Can’t say any more than that without too many spoilers. Tom Baker has fun playing not-quite-the-Doctor (?) and stepping back into a supporting role for Louise. They’ve come a long way since the days when he would’ve preferred a “talking cabbage.” Some old friends (yep, that’s Dan Starkey) drop in as well. For extra emotional oomph, an old flame of Leela’s turns up for some powerful and moving scenes. The Doctor isn’t entirely absent from the story, of course. But what he’s up to is just as mysterious as how Leela ended up in this situation.

Doctor: It may not be the Savoy, but I think we’ve made it rather cosy.
Leela: Why is this happening?
Doctor: I’m sorry?
Leela: The only reason why I have not fought my way past you and escaped from this place is that this might still be a part of some plan. 

Although I foresaw the general plot arc from the start, I was enthralled throughout thanks to excellent actors and a character-driven script. Since we know this is not Leela’s real life, the fun is in seeing how she reacts to this virtual reality and how she escapes. Also, like Leela, we don’t know how she came to be in London, 1978.
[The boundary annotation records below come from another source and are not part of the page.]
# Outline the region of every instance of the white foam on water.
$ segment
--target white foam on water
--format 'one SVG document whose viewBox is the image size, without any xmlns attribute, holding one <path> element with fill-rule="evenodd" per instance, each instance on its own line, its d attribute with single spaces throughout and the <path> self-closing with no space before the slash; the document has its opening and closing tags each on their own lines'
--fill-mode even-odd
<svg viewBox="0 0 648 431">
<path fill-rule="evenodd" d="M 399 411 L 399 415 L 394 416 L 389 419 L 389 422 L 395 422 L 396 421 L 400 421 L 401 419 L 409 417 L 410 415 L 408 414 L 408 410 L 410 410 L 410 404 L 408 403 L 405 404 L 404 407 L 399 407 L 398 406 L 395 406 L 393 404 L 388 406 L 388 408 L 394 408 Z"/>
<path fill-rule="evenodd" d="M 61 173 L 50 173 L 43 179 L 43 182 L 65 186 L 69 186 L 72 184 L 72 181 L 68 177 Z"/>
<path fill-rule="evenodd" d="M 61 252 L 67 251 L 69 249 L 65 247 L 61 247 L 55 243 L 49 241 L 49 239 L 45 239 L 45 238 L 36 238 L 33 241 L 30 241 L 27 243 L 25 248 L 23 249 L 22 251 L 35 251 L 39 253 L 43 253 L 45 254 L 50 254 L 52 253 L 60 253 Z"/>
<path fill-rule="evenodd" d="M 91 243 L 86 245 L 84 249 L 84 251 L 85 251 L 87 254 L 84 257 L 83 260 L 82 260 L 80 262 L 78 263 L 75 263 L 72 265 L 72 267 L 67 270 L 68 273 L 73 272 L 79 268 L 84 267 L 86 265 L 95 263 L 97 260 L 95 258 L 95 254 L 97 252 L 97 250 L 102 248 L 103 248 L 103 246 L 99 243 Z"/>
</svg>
Which is incidentally the year Leela left the series and the year the author was born, according to the extras. Cute.

Spoilerific Comments

I’m just sorry I didn’t hear the stories with Marshall in the correct order. He’s a  great foil for Leela, and I look forward to meeting the real character someday.

And of course, the Doctor may not be around much, but he saves her by being terribly clever. As so often. But Leela also knows when he’s pretending to be clever. It was a nice bit of foreshadowing when she calls him on his BS at the beginning of the adventure.

I was surprised that Leela never lashed out at everyone promising her that she was safe, that they would take care of her. I suppose it would’ve been too pat to have her love of adventure and danger turn out to be the reason she breaks free.

The real resolution was more subtle: a small part of her still wished to be in the dream even when she knew it wasn’t real. That’s a lovely character beat. It’s tricky to give such a strong female character a chink in her armour without it undermining her. I’m glad the dilemma came down to her real, well-established emotional ties to Marshall rather than her suddenly having an attack of wanting kids. Instead, the children don’t seem to affect her much, except to make her angry because she can tell she’s being manipulated.

It’s fun to see how the computer keeps trying this way and that way to wear her down and discover what it is she desires so much that she’ll be willing to submit. One can tell it’s happening, and even so, one sees why Leela would succumb (or pretend to succumb, which I thought she was doing, or decide she doesn’t care if it’s real because she wants the reality it’s giving her).

Alas, Big Finish almost never lets the Doctor and friends have a clean victory. So Jennifer dies. I wish Leela had asked the Doctor to deliver that message to her daughter.

One minor point I’m a little puzaled about: if the virtual reality is built from the memories of space travelers, who would provide a memory based in London, 1978? The Doctor’s explanation wasn’t convincing. Story-wise, of course, it’s more convincing to us that the the virtual reality world is grounded in our real world— sort of, since a lot of listeners nowadays don’t remember 1978!